Agatha miró sorprendida lo que Claudio había llamado «La ex ciudadela». A ella le parecía un montón de rocas y torreones destruidos. Había dos o tres edificaciones que se mantenían apenas en pie, pero todo el resto de lo que alguna vez había sido una fortaleza de piedra gris oscura, estaba ahora en el suelo.

—¿Qué pasó en este lugar? ¿Por qué todo está devastado?

—Demonios —contestó Claudio—. Nacieron del estómago de los cadáveres que se dejaban a la orilla del río, que alguna vez tuvo aguas cristalinas.
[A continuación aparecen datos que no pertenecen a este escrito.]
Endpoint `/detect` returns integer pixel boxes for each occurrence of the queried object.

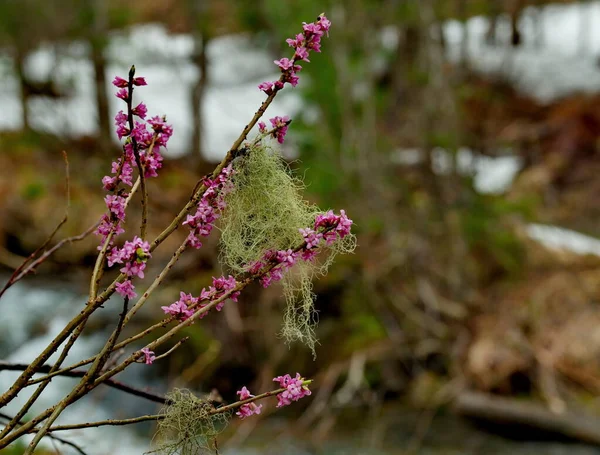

Fueron el castigo de los dioses para la crueldad con que los señores de Fraglans manejaban sus tierras y a sus ciudadanos.

—Y ahora... ¿Dónde están esos demonios? —preguntó Agatha, sin mucho entusiasmo por escuchar la respuesta.

—En todos lados —explicó Claudio—. Bajo la tierra principalmente, cobijándose en las sombras del sol que abrasa este mundo. Pero existe la posibilidad de toparse con ellos en sus formas humanoides, razón por la que la esfera habría sido un excelente aliado ahora. —Miró de reojo a Fobos, quien no se inmutó en lo más mínimo ante el intento de ironía.

—Entonces, ¿ellos destruyeron todo esto? —siguió preguntando Agatha.

—Así es. Redujeron a polvo la ciudad y a todos sus habitantes. Transformaron lo que alguna vez fue un terreno fértil, en un desierto de piedra y fuego —contestó.

Caminaron entre los restos de la antigua ciudad, pasando por encima de pedruscos enormes y muros derruidos que entorpecían la senda que estaban siguiendo para llegar al punto que Claudio había definido como «La entrada al pasaje subacuático». Agatha no tenía idea de qué significaba aquello, pero estaba tan incómoda en ese lugar, que cualquier cosa que fuera el equivalente a largarse, sonaba bien.

—Es aquí, con cuidado —anunció el anciano.

Entraron en lo que alguna vez había sido una gran habitación de mármol, decorada con altos pilares en las esquinas y un arco que marcaba la entrada, mismo que ahora estaba parcialmente quebrado y sus trozos se encontraban desparramados por todo el lugar. Claudio los guio hasta unas escaleras subterráneas que llevaban a lo que Agatha tomó por la entrada a un sótano, en las que después del cuarto peldaño, no podía verse nada más que una negrura infinita.

—Oh no. Otra vez no. —Agatha gimió.

—No temas —dijo Claudio—, es un pasaje libre de peligros. Yo bajaré delante, tu irás en medio y Fobos irá detrás. Cualquier sonido extraño, no te detengas a mirar de dónde salió. Sólo sigue mis pasos.

—Dijiste que no había peligros —masculló Agatha.

Claudio ignoró el último comentario y se dispuso a bajar, encendiendo nuevamente la pequeña antorcha que había cargado en las cuevas de Ignis. Por primera vez, Agatha notó que la había prendido frotando las yemas de sus dedos en la punta de la vara de madera. «Brujos», pensó.

La bajada no era tan terrible como ella esperaba. No había voces susurrando a su alrededor ni hacía frío. De hecho, el clima se había vuelto bastante agradable, incluso un poco húmedo. Después de bajar durante mucho rato, Agatha comenzó a impacientarse, pero no quería estar preguntando como una cría cuánto tiempo faltaba. Todo su drama interno se había agotado después del episodio con el devorador de miserias. Ahora se sentía un poco más abrumada, pero al mismo tiempo, más relajada. Era una sensación bastante difícil de explicarse a sí misma. Si tan sólo pudiera confiar en alguno de los hombres lo suficiente como para contarles sus tribulaciones, quizás estaría mucho mejor.

Después de media eternidad, o así le pareció a ella, escuchó gotas que caían desde arriba de sus cabezas hasta un fondo que no se alcanzaba a divisar. Siguieron bajando un tramo más bien corto, hasta que Claudio se detuvo. Las gotas parecían caer sobre agua, y la humedad en el ambiente era un indicador de que, aparentemente, habían llegado al pasaje subacuático. Agatha bajó con cuidado de no tropezar, pero acelerando el paso hasta donde estaba Claudio. El último peldaño estaba bajo el agua y la antorcha del anciano iluminó una caverna de aguas cristalinas color turquesa y paredes de una roca gris pálido.